Extended Attribute Support in jWPS

What are EAs (extended attributes)?

Extended attributes also known as EAs are extra information that may be attached to any file. In short, this is OS/2's built in metadata system. By metadata we mean data about data. Examples are very common. For instance, for every file there is creation date information, size and other attributes such as whether the file is read-only. Metadata and managing it is now at the forefront of computer research and applications, since much data is itself meaningless without sufficient metadata to give it context. As an example, a file system is really just a bad database. How much time do you spend snooping around for a file? If you had better metadata, you would not need to do that and would have to spend far less time looking for things.

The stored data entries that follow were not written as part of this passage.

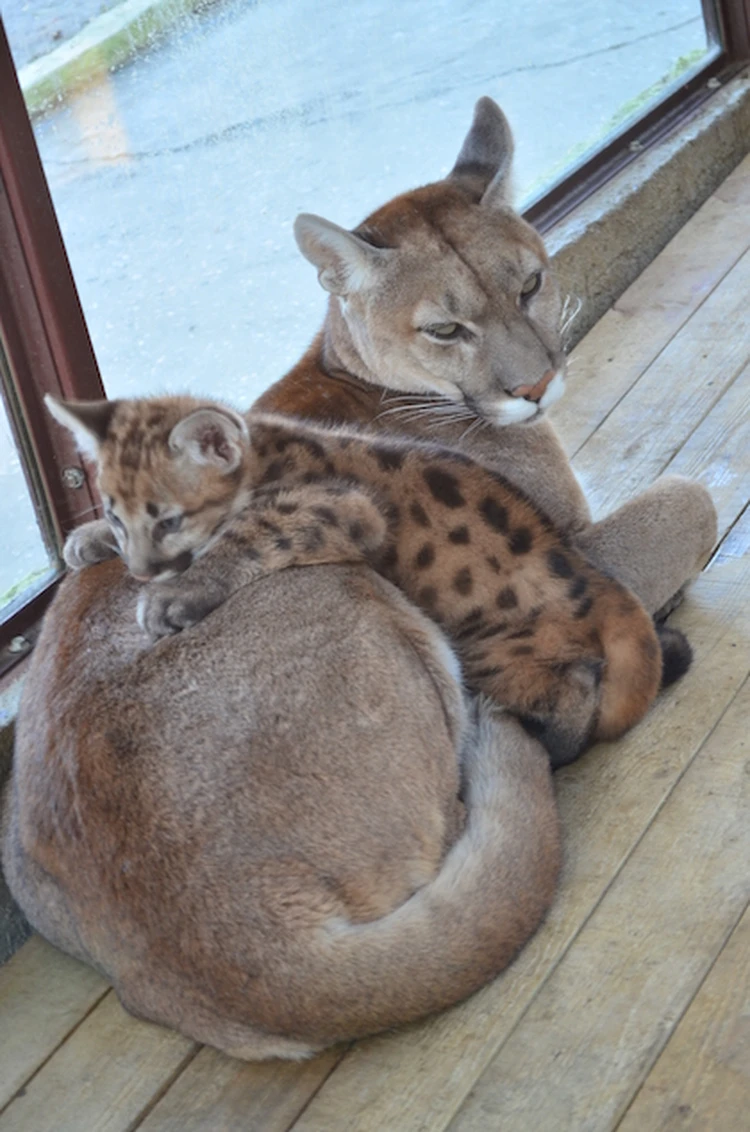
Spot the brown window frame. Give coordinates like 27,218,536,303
1,2,749,673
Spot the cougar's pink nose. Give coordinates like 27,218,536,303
512,369,555,402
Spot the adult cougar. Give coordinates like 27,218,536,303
2,98,714,1056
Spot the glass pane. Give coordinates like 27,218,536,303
5,0,717,405
0,389,58,620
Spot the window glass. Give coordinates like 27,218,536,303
5,0,716,408
0,387,58,621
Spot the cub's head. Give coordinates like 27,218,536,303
46,395,249,580
295,97,567,427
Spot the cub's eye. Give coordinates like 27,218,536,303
520,271,543,302
155,514,183,536
424,322,461,342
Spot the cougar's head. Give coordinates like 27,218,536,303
47,395,249,581
295,97,566,427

The authors of OS/2 realized this and supplied a metadata facility that is built into the native file system, HPFS and as well extensions for FAT and later JFS to allow for this. This was a courageous and bold stroke at the time and other computer operating systems are now starting to incoporate this too. However, this is not a bed of roses.

One of the most glaring issues is that OS/2, as an object-oriented operating system is left with an extremely counter-intuitive way to record metadata. The C API itself is optimized for disk access, not for ease of use. That the EAs are metadata is often lost on people who never see past the formidable learning curve to deal with them. This is not helped by the poor and many times simply wrong or misleading documentation, nor the fact that even many developer journals have articles on EAs that are either incorrect, or so overly simplified that using them as a basis for a more involved project is not really possible. The reality of working natively with EAs is ghastly pointer arithmetic and often times incomprehensible error messages or simply a crash. The API is quite unforgiving and on top of this, it is poorly designed, as is evidenced by the syntax having many required values that can't be changed (e.g. an argument that is identically 1). This shows that someone changed their mind but for whatever reason could not fix the resulting syntax (In reality because other people had probably used it and it would require a large re-write of what was already done). This is the point at which most people back off of using EAs and go to Plan B.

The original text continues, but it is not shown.